We were able to analyze the temperature estimates of CMIP5 models and compare them with HADCRUT4 (1850 to 2014), as well as UAH (1979 to 2014). The models estimate global mean temperatures (GMT) backwards from 2005 to 1861 and forwards from 2006 to 2101.
Bottom Line:
In the real world, temperatures go up and down. This is also true of HADCRUT4.
In the world of climate models, temperatures only go up. Some variation in rates of warming, but always warming, nonetheless.
The best of the 42 models according to the tests I applied was Series 31. Here it is compared to HADCRUT4, showing decadal rates in degrees C periods defined by generally accepted change points.
1850-1878 0.035 0.036 0.001
1878-1915 -0.052 -0.011 0.041
1915-1944 0.143 0.099 -0.044
1944-1976 -0.040 0.056 0.096
1976-1998 0.194 0.098 -0.096
1998-2013 0.053 0.125 0.072
1850-2014 0.049 0.052 0.003
In contrast with Series 31, the other 41 models typically match the historical warming rate of 0.05C by accelerating warming from 1976 onward and projecting it into the future. For example, while UAH shows warming of 0.14/decade from 1979-2014, CMIP5 models estimates avaerage 0.215/decade, ranging from 0.088 to 0.324/decade.

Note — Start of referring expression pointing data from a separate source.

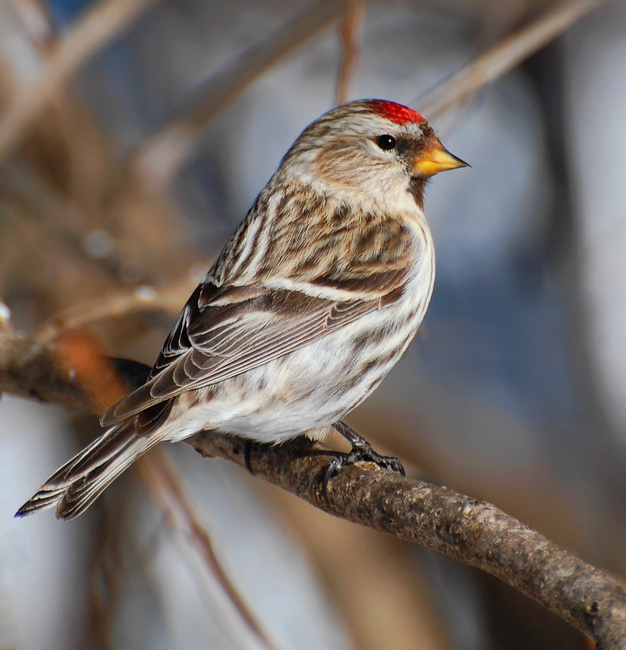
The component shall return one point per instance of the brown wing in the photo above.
(222, 333)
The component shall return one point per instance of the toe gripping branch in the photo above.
(361, 451)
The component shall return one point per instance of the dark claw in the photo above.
(361, 452)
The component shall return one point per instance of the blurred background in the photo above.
(134, 137)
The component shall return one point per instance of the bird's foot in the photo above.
(361, 452)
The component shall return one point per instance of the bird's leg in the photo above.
(247, 451)
(361, 451)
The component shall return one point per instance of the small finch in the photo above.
(310, 304)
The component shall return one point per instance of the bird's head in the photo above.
(371, 151)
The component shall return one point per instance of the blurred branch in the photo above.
(473, 532)
(157, 160)
(349, 31)
(503, 57)
(102, 23)
(166, 487)
(117, 305)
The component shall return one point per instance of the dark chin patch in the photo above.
(417, 186)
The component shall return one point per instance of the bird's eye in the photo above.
(386, 142)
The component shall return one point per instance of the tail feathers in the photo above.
(76, 485)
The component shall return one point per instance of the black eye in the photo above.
(386, 142)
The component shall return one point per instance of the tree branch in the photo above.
(474, 532)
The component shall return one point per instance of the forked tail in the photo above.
(76, 485)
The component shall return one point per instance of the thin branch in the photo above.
(473, 532)
(157, 160)
(503, 57)
(349, 31)
(102, 23)
(116, 305)
(166, 487)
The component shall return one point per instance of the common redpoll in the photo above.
(310, 304)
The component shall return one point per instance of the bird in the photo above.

For the next future climate period, 2006-2035, CMIP5 models project an average warming of 0.2C/decade, ranging from 0.97 to 0.375/decade.
The longer the plateau continues, the more overheated are these projections by the models.

73. QV says:

I noticed that the data in the first spreadsheet (108 individual runs) produces a higher projected temperature than the second spreadsheet (one run per model).
Does anyone know on what basis the single runs were chosen?
Does the single run version have any status in AR5?